Tallinn was such an interesting city. Obviously it was much more up to date, and more fast paced than our island stop yesterday, but none the less a unique place with much Baltic flavour.

It is a small city, and the old quarter walkable in an hour. We stopped first at what seemed on the surface to be a great big uninteresting boulder about 3 m high and 4 m wide. Our guide Allys told us that this boulder was very significant as it was used in 1991 to block the road to the old town, so the Soviet tanks could not reach the buildings and destroy them. Independence was to come only hours after that act, and together with the Tallinn cross of peace, in the city square, made deliberately of glass because Estonians know how fragile freedom is, these monuments fill the people with hope and remembrance.

We walked next to the Alexander Nevsky Cathedral, built by the said man and saint for the Russian Orthodox Church in the late 1700’s. We went in around 9.30am, and were told that a service would be happening. How lucky we were! The wondrous male Orthodox choir was singing for all they were worth, and the deep dark harmonies rang around the building like a sweet earthquake. It was in 4 parts, Basso Profundo, then 3 lots of various Baritone parts and not a Tenor in sight – or hearing!
The iconography was so colourful, and the place was very grand but in a different way to the Catholic Baroque churches of Western Europe. An almost simplistic decoration, gold and red everywhere – just like my sunset!

I was moved to light a candle which would stay lit for a day, to wish my parents happiness in their new home at a kind and caring house in Portree for the elderly. I know they are moved in now, and will soon settle. My Dad would have loved the cathedral and the singing; he would also have suggested I gave them a mark, if not an adjudication !

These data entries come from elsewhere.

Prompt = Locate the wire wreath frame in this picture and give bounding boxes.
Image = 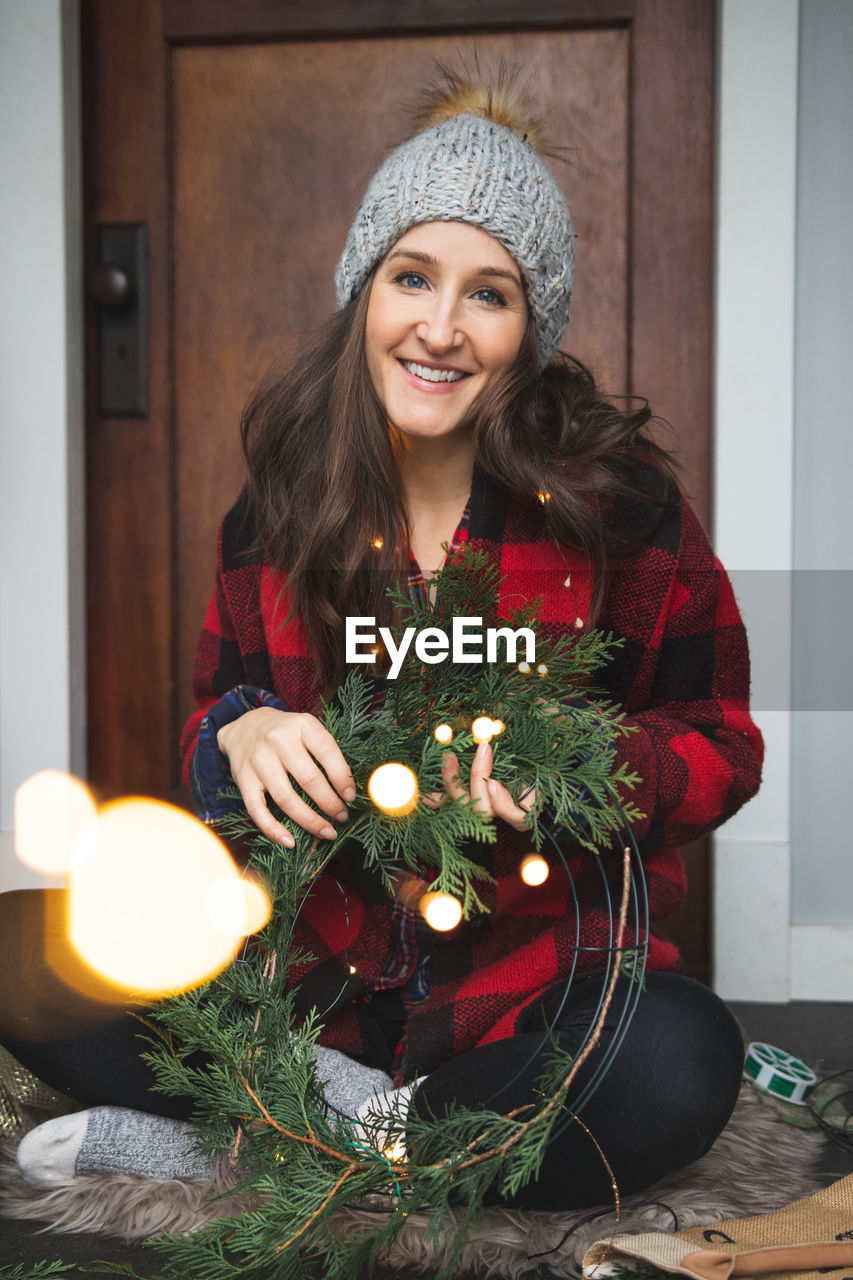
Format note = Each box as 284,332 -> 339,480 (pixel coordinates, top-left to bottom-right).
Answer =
281,794 -> 649,1212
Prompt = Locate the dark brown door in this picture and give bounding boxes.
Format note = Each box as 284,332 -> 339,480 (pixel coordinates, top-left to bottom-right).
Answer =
82,0 -> 713,968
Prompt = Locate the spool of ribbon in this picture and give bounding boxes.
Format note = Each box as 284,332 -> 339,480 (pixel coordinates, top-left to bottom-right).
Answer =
743,1041 -> 817,1106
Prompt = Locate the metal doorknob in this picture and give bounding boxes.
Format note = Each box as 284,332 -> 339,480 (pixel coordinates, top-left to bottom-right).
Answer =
92,262 -> 134,307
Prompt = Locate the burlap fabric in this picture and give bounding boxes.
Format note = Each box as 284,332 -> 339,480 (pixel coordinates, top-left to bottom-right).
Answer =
584,1174 -> 853,1280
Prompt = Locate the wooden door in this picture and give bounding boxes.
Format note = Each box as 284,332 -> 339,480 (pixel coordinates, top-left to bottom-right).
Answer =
82,0 -> 713,968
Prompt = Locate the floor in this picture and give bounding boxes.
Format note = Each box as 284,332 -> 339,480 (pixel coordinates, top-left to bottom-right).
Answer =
0,1002 -> 853,1280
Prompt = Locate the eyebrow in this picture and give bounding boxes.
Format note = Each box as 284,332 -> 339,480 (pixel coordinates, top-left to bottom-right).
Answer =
386,248 -> 523,288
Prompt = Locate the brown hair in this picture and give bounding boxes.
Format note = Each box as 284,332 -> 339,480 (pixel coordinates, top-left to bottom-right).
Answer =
242,279 -> 676,689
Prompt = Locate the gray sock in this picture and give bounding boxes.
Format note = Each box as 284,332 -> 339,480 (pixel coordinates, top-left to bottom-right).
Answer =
316,1044 -> 394,1116
74,1107 -> 214,1178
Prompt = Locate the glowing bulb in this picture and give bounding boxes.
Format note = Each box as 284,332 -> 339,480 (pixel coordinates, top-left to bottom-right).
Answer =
68,797 -> 269,997
206,877 -> 270,938
471,716 -> 494,742
418,893 -> 462,933
519,854 -> 551,886
15,769 -> 97,876
382,1138 -> 406,1165
368,763 -> 419,818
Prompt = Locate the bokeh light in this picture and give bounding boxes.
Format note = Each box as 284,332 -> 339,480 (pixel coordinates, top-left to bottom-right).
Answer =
418,893 -> 462,933
68,797 -> 269,998
368,762 -> 419,818
15,769 -> 97,876
206,877 -> 270,938
519,854 -> 551,886
471,716 -> 494,742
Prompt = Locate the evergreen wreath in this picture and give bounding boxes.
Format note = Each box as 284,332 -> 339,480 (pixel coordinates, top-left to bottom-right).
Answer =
6,550 -> 648,1280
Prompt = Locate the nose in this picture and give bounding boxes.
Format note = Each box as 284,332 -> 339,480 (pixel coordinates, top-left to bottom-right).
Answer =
415,289 -> 464,355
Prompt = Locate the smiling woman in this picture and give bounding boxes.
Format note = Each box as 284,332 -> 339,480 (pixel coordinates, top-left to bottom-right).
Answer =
6,64 -> 762,1208
365,221 -> 528,440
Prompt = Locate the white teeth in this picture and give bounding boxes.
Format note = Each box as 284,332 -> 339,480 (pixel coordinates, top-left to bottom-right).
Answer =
402,360 -> 465,383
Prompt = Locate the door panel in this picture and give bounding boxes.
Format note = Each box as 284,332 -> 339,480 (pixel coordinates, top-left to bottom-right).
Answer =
173,29 -> 629,718
82,0 -> 715,972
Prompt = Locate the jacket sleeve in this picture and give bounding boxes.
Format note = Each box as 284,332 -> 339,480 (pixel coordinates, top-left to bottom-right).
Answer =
601,503 -> 763,852
181,488 -> 286,823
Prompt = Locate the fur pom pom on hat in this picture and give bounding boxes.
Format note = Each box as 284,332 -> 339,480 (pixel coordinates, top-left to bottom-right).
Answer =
334,77 -> 575,369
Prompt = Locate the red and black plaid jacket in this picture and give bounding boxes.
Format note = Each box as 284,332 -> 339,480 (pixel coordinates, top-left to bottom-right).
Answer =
182,471 -> 763,1075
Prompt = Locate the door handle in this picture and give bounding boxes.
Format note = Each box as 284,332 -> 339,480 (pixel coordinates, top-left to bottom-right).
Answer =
90,223 -> 149,417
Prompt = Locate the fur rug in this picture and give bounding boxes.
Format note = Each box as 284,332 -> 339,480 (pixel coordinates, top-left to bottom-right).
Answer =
0,1084 -> 825,1280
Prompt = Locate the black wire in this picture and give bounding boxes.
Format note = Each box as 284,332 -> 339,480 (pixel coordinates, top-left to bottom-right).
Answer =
807,1066 -> 853,1152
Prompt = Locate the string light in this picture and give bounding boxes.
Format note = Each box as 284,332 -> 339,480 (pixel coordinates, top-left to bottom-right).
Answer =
382,1138 -> 406,1172
519,854 -> 551,886
368,762 -> 419,818
418,892 -> 462,933
471,716 -> 494,742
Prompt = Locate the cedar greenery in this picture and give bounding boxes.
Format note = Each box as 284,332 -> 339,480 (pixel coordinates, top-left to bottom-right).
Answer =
0,552 -> 642,1280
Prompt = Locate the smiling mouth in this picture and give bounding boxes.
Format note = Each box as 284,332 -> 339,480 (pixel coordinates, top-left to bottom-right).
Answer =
400,360 -> 470,383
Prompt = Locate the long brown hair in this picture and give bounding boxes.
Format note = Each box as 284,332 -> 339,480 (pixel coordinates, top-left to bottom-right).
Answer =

Coffee.....................Well today it was free! Well, it came as part of the tour to the Kadriorg Palace, along with a croissant, so probably that does not count! The palace itself was a kind of warm up act for those we will see in St Petersburg, a delightful pink confection, now the National Art Gallery of Estonia, with bits restored and bits still quite derelict and tired looking. There is a great deal of hope amongst the young folk, but I heard a 60 year old lady say how afraid she was of the ‘return of the bear’. Our young guide told us that her grandmother has seen 8 currencies in her lifetime with all the times the country had been occupied!

We passed a beautiful statue of an angelic Russalka, of the opera character who is a folk tale heroine, but this was a memorial to a Russian ship called Russalka, which went down in the bay sometime before WW1.

Of interest to singers everywhere, Estonia has a great choral tradition and a wonderful outdoor concert venue where many huge concerts are held, the biggest choir recorded singing there was a mere 34.000 choristers! Blimey, I wondered, who was the man brave enough to conduct, and try to keep control of that lot!! There is a bench in the audience which gives the sitter a big surprise. I did not find it; well we did only have 8 minutes to look! When it has a posterior placed upon it, selections of choral music blast from speakers built into the frame!

Now there is a thought, hey ho for the bottom parts!

Pics later when downloaded, away to my bed – 8 hour tour in St Petersburg tomorrow – Can’t wait!